Poetry, history and anthropology come together in a highly unusual combination in this book. This is already clear in its carefully chiselled outer form. Short chapters follow close on one another’s heels, with cleverly contrived references both backwards and forwards, and in the process individual villagers and their families gradually begin to fill the foreground. Their personal experiences are evoked in searing detail, but they are also contrasted with objectivising passages that focus specifically on the plant and animal world. In the first part of the book this procedure slowly gives rise to a multiply layered picture of the hours before the earthquake. A particularly powerful motif here is the black carbon-snake, a feature endemic in this valley which the local people endow with many attributes and consider obscurely portentous.

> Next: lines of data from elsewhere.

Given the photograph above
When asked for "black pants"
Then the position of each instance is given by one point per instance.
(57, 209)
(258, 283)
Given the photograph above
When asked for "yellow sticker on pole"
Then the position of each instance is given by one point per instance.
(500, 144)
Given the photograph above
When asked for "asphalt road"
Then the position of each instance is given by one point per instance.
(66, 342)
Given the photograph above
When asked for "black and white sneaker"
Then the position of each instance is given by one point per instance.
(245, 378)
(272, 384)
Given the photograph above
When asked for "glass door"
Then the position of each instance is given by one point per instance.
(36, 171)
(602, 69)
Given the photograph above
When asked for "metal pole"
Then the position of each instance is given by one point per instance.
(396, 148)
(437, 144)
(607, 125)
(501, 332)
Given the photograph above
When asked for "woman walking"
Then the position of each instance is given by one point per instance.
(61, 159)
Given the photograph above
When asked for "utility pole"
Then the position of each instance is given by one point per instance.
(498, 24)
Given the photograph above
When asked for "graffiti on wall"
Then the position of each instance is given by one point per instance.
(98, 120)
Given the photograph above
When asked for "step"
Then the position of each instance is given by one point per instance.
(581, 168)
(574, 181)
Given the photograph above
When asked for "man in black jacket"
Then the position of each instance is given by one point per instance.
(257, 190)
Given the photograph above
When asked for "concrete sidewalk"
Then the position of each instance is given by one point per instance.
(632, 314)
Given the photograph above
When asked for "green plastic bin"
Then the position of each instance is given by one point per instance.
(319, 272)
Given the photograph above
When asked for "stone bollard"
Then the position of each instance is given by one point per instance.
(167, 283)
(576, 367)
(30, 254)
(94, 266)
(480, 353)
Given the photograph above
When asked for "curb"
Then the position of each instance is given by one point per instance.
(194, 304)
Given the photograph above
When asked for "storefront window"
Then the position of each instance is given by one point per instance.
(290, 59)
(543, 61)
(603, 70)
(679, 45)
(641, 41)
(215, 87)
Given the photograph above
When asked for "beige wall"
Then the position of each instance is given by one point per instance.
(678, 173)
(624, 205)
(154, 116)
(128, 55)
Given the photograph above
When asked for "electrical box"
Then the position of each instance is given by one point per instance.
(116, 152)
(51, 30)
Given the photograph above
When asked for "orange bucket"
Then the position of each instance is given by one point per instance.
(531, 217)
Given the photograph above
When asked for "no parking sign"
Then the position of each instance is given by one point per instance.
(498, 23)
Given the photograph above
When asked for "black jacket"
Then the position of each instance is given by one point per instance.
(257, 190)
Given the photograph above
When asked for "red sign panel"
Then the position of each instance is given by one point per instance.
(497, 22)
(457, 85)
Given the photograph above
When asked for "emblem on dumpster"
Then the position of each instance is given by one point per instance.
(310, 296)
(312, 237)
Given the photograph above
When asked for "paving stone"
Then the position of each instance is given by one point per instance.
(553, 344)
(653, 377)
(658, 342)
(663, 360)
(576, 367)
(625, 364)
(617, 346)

The earthquake itself, which occurred at around 9 p.m., is described from the point of view of a handful of local residents, and, as the narrative unfolds, their family circumstances, relationships and social positions become ever more distinct. Their poverty and vulnerability, and the fateful forces that dominate their lives, are demonstrated by means of numerous specific, highly charged motifs, such as the rituals followed in everyday life and on festal occasions. The legend of the ‘Riba Faronika’, or Pharaonic Fish - the mermaid with two tails - is especially striking, as are the local songs of the region, which are ‘neither sad nor cheerful’, but rather ‘plaintive yet devoid of passion’. An archaic community grounded in fatalism - portrayed here by the author through exceptionally vibrant and often lyrical imagery - finds itself confronted by natural processes that human beings can do nothing to change: the ‘susurrations of brute matter’.
In this book limestone, particular birds, particular colours characteristic of this landscape and the sky above it, are brought into conjunction with huge questions about humanity and community. The political factor in this embattled border area - ‘the partisans arrived from two different directions’ - is always present in the background. This outstanding and highly poetic work is not so much a German book as a richly faceted European one.
Translated by John Reddick

By Helmut Böttiger
Helmut Böttiger, born 1956 in Creglingen, studied German Literature and History. After serving for several years as Literary Editor of the Frankfurter Rundschau, he is now a freelance author, columnist and literary critic and lives in Berlin.
(Updated: 2020)
Publisher's Summary
In May and September 1976 two severe earthquakes devastated the north-eastern corner of Italy and its inhabitants. Almost a thousand people died beneath the rubble, tens of thousands lost their homes, many left their home area of Friuli for ever. The changes in the landscape that resulted from the quakes were massive, producing a new topography that makes plain the immense forces involved and offers an insight into the laws of nature. But it is not so easy to find words to convey the experience of the victims whose entire existence was so abruptly shattered.
In Esther Kinsky’s book - which won prizes even before it was published - seven men and women from a remote mountain village talk about their lives, which were profoundly affected by the earthquake. Their shared experience of terror and loss soon serves to tease out the threads of the various individuals’ memories, which in turn evolve into gripping and moving stories of deep harm that they had already suffered long before.